The owner of an Executive Bonus Life Insurance Plan is typically the employer. As the policyholder, the employer pays premiums and receives a tax deduction for these payments. In addition, the employee’s beneficiary will receive the death benefit from the policy when they pass away.
Are executive bonus plans portable?
Most executive life insurance policies are not portable, meaning employees cannot take the policy with them when they leave the company. However, depending on the plan, it may be possible to transfer or assign the policy to another employer while maintaining its tax-free status. It is essential to check with your plan administrator for more details.
How are executive bonus plans funded?
Executive bonus life insurance plans are typically funded by the employer, who pays for the premiums regularly. The employee does not make any payments towards their policy and only receives the death benefit when they pass away.
Is an executive bonus plan taxable?
Generally, the death benefit of an Executive Bonus Life Insurance Plan is not taxable.

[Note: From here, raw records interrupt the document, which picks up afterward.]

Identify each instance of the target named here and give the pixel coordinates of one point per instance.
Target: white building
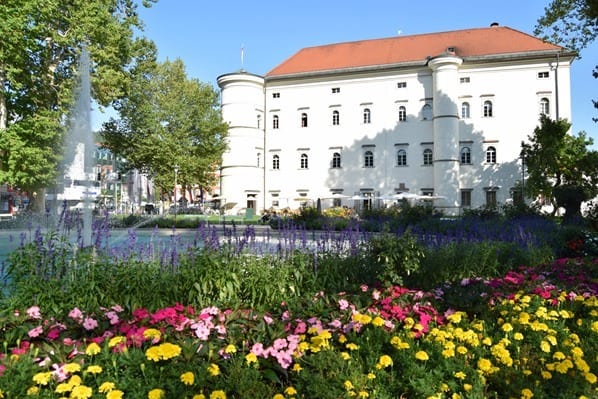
(440, 114)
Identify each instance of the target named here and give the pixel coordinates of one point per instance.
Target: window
(304, 120)
(544, 106)
(487, 109)
(367, 116)
(428, 156)
(491, 155)
(304, 163)
(427, 112)
(466, 155)
(402, 113)
(336, 118)
(401, 158)
(465, 110)
(368, 158)
(465, 198)
(491, 198)
(336, 160)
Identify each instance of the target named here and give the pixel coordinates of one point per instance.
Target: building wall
(512, 85)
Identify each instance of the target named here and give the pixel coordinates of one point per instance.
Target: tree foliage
(39, 52)
(169, 120)
(559, 165)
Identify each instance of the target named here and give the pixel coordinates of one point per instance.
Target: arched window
(304, 120)
(368, 158)
(336, 118)
(544, 106)
(487, 109)
(367, 116)
(401, 158)
(491, 155)
(402, 113)
(304, 160)
(427, 112)
(336, 160)
(465, 155)
(428, 156)
(465, 110)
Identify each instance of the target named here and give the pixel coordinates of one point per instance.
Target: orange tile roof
(493, 40)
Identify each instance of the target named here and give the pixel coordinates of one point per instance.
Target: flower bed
(532, 333)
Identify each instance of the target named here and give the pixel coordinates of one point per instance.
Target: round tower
(242, 169)
(446, 130)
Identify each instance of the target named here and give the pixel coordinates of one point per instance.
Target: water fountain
(77, 169)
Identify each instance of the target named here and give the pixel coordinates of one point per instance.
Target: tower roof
(478, 42)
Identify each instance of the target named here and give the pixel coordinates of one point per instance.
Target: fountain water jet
(77, 167)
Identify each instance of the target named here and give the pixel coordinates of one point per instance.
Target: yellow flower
(250, 358)
(384, 362)
(188, 378)
(42, 378)
(213, 369)
(106, 387)
(94, 369)
(156, 394)
(526, 393)
(115, 394)
(460, 375)
(81, 392)
(93, 349)
(218, 395)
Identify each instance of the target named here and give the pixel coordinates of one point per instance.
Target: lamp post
(176, 171)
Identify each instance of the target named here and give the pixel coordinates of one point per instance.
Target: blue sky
(208, 35)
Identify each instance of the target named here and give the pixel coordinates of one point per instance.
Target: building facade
(363, 123)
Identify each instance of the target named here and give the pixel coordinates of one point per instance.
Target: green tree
(39, 52)
(571, 23)
(560, 166)
(168, 119)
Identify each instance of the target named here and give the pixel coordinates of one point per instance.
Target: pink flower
(34, 312)
(36, 332)
(89, 323)
(76, 314)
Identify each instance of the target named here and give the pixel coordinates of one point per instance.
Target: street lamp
(176, 171)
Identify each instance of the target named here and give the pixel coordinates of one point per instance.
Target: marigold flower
(115, 394)
(188, 378)
(156, 394)
(214, 370)
(106, 387)
(92, 349)
(218, 395)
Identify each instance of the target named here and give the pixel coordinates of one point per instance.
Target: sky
(208, 35)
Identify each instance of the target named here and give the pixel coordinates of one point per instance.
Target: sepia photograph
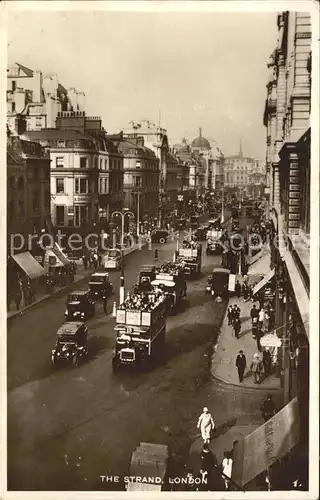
(160, 207)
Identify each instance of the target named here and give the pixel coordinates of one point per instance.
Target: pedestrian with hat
(206, 425)
(241, 364)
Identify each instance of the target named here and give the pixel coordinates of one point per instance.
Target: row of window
(77, 216)
(81, 186)
(21, 205)
(103, 165)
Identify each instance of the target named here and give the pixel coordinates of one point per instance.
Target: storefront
(28, 266)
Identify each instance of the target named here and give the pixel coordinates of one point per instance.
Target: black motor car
(100, 286)
(79, 306)
(147, 273)
(159, 236)
(71, 344)
(201, 233)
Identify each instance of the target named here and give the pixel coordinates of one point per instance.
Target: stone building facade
(28, 190)
(38, 97)
(86, 171)
(287, 120)
(141, 177)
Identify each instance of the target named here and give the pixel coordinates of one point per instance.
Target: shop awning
(260, 266)
(270, 340)
(263, 282)
(29, 264)
(302, 297)
(54, 261)
(267, 444)
(256, 257)
(61, 256)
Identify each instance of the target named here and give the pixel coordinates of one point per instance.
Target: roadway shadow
(244, 332)
(223, 428)
(97, 345)
(245, 318)
(187, 337)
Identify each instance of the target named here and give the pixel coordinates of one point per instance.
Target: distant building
(28, 191)
(156, 139)
(140, 177)
(192, 172)
(212, 160)
(245, 174)
(86, 171)
(38, 97)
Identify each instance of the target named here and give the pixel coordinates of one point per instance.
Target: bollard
(114, 310)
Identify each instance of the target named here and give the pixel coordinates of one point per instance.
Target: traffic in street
(79, 415)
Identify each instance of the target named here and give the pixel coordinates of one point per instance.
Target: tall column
(293, 223)
(276, 187)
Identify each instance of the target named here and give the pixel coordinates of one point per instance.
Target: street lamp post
(122, 215)
(222, 206)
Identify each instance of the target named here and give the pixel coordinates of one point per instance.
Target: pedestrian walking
(227, 469)
(266, 360)
(259, 335)
(229, 315)
(261, 317)
(99, 259)
(268, 408)
(266, 321)
(245, 292)
(256, 368)
(241, 364)
(85, 262)
(254, 313)
(237, 312)
(237, 327)
(105, 304)
(237, 289)
(206, 425)
(18, 297)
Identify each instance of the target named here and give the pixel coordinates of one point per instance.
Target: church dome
(200, 142)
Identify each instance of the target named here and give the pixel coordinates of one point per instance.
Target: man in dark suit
(241, 364)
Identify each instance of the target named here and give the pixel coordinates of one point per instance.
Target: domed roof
(201, 142)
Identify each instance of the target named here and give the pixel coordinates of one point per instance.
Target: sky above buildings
(201, 69)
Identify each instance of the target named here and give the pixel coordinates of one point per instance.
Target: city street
(69, 426)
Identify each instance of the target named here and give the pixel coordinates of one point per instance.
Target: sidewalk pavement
(79, 276)
(228, 346)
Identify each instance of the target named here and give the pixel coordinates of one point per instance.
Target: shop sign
(82, 198)
(52, 261)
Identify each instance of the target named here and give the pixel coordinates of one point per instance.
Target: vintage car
(201, 232)
(194, 221)
(159, 236)
(218, 283)
(112, 259)
(147, 273)
(100, 286)
(71, 344)
(181, 223)
(79, 305)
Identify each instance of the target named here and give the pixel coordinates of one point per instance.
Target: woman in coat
(256, 368)
(206, 425)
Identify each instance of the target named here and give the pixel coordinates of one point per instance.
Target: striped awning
(51, 259)
(29, 265)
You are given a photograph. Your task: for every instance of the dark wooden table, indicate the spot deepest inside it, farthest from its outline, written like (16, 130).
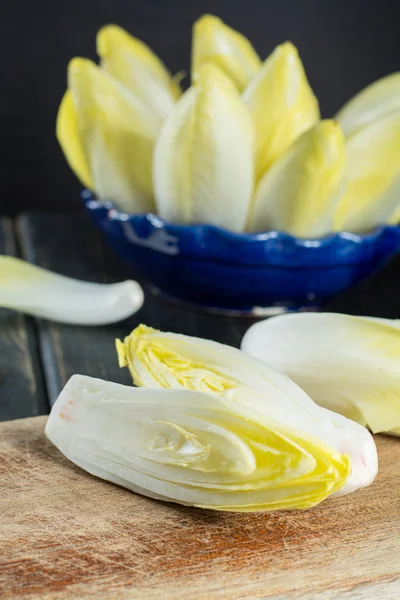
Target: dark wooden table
(38, 357)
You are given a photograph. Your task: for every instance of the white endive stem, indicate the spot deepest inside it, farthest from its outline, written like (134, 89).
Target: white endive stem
(203, 160)
(196, 448)
(346, 364)
(41, 293)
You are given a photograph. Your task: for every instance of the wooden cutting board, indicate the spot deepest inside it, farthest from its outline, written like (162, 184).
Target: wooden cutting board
(65, 534)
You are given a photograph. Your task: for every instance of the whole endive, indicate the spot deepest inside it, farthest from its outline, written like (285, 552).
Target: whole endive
(264, 403)
(300, 193)
(217, 43)
(346, 364)
(281, 104)
(203, 159)
(373, 175)
(110, 117)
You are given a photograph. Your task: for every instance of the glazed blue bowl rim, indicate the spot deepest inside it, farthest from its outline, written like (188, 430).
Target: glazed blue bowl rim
(201, 231)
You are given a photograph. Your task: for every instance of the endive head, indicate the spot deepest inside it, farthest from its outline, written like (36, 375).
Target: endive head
(281, 103)
(134, 64)
(345, 363)
(193, 448)
(214, 42)
(39, 292)
(372, 103)
(108, 136)
(165, 360)
(373, 175)
(299, 194)
(203, 160)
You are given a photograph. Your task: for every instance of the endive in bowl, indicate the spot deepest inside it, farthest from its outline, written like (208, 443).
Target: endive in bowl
(232, 195)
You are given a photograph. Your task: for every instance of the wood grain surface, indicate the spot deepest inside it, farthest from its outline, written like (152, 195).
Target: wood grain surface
(21, 386)
(66, 534)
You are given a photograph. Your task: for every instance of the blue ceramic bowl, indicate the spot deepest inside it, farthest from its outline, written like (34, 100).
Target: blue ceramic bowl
(243, 272)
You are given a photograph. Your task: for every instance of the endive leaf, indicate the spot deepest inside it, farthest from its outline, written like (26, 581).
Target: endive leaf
(165, 360)
(36, 291)
(373, 173)
(373, 102)
(192, 448)
(300, 192)
(394, 219)
(281, 103)
(117, 132)
(134, 64)
(203, 169)
(217, 43)
(345, 363)
(67, 131)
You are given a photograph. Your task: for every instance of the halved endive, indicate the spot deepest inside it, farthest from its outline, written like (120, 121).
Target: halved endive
(41, 293)
(217, 43)
(300, 453)
(203, 160)
(282, 105)
(108, 136)
(300, 193)
(347, 364)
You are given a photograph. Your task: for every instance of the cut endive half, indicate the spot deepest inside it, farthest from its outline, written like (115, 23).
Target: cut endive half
(217, 43)
(282, 105)
(165, 360)
(197, 449)
(373, 102)
(135, 65)
(299, 194)
(373, 176)
(347, 364)
(203, 161)
(41, 293)
(106, 131)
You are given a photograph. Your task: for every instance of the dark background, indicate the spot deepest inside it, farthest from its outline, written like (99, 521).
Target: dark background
(344, 44)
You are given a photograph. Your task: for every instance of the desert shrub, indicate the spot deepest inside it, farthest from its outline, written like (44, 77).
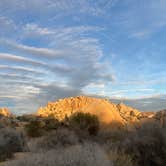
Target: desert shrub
(120, 158)
(51, 123)
(78, 155)
(59, 138)
(35, 128)
(147, 146)
(85, 122)
(11, 141)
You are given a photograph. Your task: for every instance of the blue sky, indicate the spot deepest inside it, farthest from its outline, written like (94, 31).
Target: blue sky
(52, 49)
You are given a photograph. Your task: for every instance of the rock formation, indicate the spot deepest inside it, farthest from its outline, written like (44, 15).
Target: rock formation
(106, 111)
(161, 117)
(4, 112)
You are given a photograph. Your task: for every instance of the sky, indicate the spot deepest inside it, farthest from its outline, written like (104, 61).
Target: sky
(52, 49)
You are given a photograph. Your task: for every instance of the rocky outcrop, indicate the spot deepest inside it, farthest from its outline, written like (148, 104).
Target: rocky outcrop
(161, 117)
(106, 111)
(129, 114)
(4, 112)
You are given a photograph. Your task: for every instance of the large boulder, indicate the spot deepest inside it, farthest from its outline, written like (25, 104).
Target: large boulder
(5, 112)
(105, 110)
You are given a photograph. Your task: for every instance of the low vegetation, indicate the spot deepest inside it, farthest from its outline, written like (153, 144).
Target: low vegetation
(11, 141)
(81, 141)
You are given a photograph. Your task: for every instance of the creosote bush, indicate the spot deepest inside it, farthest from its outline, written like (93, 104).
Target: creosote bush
(85, 122)
(60, 138)
(147, 145)
(77, 155)
(35, 128)
(39, 126)
(11, 141)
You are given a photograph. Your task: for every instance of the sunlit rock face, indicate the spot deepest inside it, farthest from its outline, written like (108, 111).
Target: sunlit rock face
(106, 111)
(161, 117)
(4, 112)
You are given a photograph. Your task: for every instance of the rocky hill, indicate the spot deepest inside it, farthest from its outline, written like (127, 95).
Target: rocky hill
(106, 111)
(5, 112)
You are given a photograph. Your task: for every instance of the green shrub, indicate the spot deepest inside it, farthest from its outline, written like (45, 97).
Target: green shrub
(85, 122)
(35, 128)
(147, 145)
(51, 123)
(120, 158)
(11, 141)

However, any dividends or other cash values from the policy may be subject to taxation. Therefore, checking with your plan administrator for more information is essential.
Can employers deduct an executive benefit plan?
Yes, if the employer provides an executive bonus plan and pays for the premiums, they may be able to take a tax deduction. This is based on Internal Revenue Code Section 162, which allows employers to deduct ordinary and necessary business expenses such as salary, bonuses, and other compensation, including benefits.